His interest in death metal led to an obsession with electronic music thanks to Stanford's radio station, KZSU. "I'd record the death metal show late at night and my tape would turn over while I was sleeping and record the experimental techno show," says Ashton, who took that chance discovery as a sign to search out San Francisco's warehouse raves.
"I loved the dynamic of the hardcore psychedelic acid trance main floor and the side chillout room where people were fearlessly playing a record of waterfall sound effects into a record of storybook spoken word into another of chanting Gregorian monks," he recalls. "It sounded like artistic collages."
That freeform, overlapping aesthetic has served Ashton well as he transitioned far beyond dorm parties, commandeered beaches, and five short gigs a night at Burning Man. He has been part of waves of what he calls "youth culture riot music" without getting caught in the current. "You can talk about genre all day, but I talk about it as different levels of intensity. Even my Exhumed and death metal influences get slipped in still, but you wouldn't know it. They rarely take the concrete shape of a guitar; it's more in the heaviness."

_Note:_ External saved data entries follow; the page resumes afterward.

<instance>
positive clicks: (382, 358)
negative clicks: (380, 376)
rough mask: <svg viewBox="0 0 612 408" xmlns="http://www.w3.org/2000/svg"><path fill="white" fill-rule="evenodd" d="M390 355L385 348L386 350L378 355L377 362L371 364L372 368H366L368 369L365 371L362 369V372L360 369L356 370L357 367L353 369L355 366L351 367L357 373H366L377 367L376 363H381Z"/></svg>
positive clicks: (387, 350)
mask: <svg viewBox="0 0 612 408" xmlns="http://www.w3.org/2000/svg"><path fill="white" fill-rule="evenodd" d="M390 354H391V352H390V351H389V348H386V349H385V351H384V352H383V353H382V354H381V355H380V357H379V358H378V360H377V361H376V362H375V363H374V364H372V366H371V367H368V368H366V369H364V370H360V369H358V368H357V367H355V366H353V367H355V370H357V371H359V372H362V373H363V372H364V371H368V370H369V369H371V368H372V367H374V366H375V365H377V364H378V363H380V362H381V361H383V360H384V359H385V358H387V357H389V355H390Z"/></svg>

Even though he says Bassnectar may condense to a six-month-on/six-month-off model so he can "appreciate being in the present" rather than worrying about expanding, Ashton promises to be in "maniac art mode" when active. The "long-haired stoner" that never fit in at Bellarmine College Preparatory school still sees the Bay Area Vibez show as just another open field, scouted out by a friend, and ready to be serenaded.